AI engineer (Real-Time Audio Commentary) Offline
About the Project
We are building a cutting-edge, real-time AI sports commentator. This system analyzes live video streams of games to generate and deliver commentary. While our MLOps team focuses on the low-latency video analysis, your role is to ensure the final output sounds completely human.
Role Summary
We are seeking a specialized AI Engineer with deep expertise in speech synthesis, audio data pipelines, and real-time audio generation. Your core mission is to solve the "last mile" of our project: making the AI-generated commentary "very naturally," "very high quality," and feel "like a real person as opposed to AI".
This is a critical role requiring specific experience in making synthetic speech sound human, emotional, and context-aware. You will be responsible for everything from dataset creation to the final synthesis models that generate dynamic, natural-sounding commentary in real-time.
Key Responsibilities
- Audio Dataset Architecture: Design, build, and manage the large-scale audio dataset that powers our commentator. This includes sourcing human-recorded clips, defining data structures, and developing annotation strategies.

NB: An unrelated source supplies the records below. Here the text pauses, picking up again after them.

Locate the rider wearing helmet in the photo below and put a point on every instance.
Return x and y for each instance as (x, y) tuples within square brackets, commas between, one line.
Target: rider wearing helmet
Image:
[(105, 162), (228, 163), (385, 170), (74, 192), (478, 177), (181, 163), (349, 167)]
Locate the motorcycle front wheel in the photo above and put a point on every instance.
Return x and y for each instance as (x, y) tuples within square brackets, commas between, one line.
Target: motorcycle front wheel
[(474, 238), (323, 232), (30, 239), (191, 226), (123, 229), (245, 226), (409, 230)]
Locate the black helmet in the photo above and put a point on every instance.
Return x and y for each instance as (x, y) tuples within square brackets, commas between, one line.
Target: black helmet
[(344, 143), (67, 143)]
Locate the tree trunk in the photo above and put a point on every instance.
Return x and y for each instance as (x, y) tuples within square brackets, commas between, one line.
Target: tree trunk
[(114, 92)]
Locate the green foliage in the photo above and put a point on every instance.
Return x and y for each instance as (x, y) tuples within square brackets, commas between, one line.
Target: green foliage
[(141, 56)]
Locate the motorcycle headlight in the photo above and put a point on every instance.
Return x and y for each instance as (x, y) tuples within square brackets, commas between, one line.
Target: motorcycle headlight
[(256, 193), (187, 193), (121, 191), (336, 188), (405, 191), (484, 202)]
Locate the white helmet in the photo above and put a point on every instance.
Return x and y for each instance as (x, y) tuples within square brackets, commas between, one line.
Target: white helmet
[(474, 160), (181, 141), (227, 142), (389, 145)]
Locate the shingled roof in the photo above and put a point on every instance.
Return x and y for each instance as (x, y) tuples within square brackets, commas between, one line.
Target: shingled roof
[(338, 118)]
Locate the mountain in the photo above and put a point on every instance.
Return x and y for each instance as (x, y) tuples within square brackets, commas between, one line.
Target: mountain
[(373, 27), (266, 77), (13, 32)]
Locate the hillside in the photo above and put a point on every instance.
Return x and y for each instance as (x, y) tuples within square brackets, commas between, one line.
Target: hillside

- Contextual Metadata: Implement a robust metadata system for audio clips, tagging them by excitement level, match event type (e.g., goals, fouls), player/team tags, and other contextual data.
- Speech Synthesis & Cloning: Research, evaluate, and implement state-of-the-art speech synthesis (TTS) or voice cloning models (e.g., using paid tools or in-house models) to achieve human-like intonation and flow.
- Dynamic Audio Generation: Architect the system for handling dynamic content, especially player and team names.
- Natural "Stitching": Solve the critical challenge of stitching audio segments together (e.g., "What a goal by" + "[player_name]!") while ensuring the transitions sound natural and maintain consistent tone and emotion.
- Emotional Modeling: Develop the system for controlling and triggering appropriate variations in excitement and tone based on in-game events. This includes mapping game context (like a last-minute goal) to a specific emotional intensity.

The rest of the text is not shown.